KJ subsequently received three infusions of the experimental therapy to his liver earlier this year under treatment by a medical team at the hospital and Penn Medicine.
He became the first known patient in the world to be treated using CRISPR personalized just for him, according to a news release from Penn Medicine. His case was published Thursday in the New England Journal of Medicine.
He has so far shown no serious side effects to the treatment, Penn Medicine said. He is still in the hospital, gaining weight and thriving. He will turn 1 in August.
“While KJ will need to be monitored carefully for the rest of his life, our initial findings are quite promising,” Dr. Rebecca Ahrens-Nicklas, director of the Gene Therapy for Inherited Metabolic Disorders Frontier Program at Children’s Hospital of Philadelphia, said in a statement.
“Now, when I get to hold him, and he’s laughing and jumping around, that is a very heartwarming, because I didn’t know if that was going to happen, at one point,” his mother, Nicole Muldoon, told CBS News in an interview over Zoom Thursday.
According to Penn Medicine, CRISPR — which stands for clustered regularly interspaced short palindromic repeats — can “precisely correct disease-causing variants in the human genome.” The researchers cautioned that although personalized CRISPR treatment is in its early days, the technology could potentially one day serve to address other rare genetic disorders.

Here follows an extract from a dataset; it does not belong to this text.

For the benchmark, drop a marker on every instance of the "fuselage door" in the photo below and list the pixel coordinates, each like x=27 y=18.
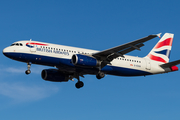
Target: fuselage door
x=33 y=48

“This is mind-blowing and we should all be very, very excited,” said Dr. Brian Brown, a bioengineer and immunologist who serves as director of the Icahn Genomics Institute at the Icahn School of Medicine at Mount Sinai in New York City.
“We are at day one of, you know, the future of how we are going to treat different diseases,” Brown said. “…We may have, potentially, treatments for horrible diseases children may be born with.”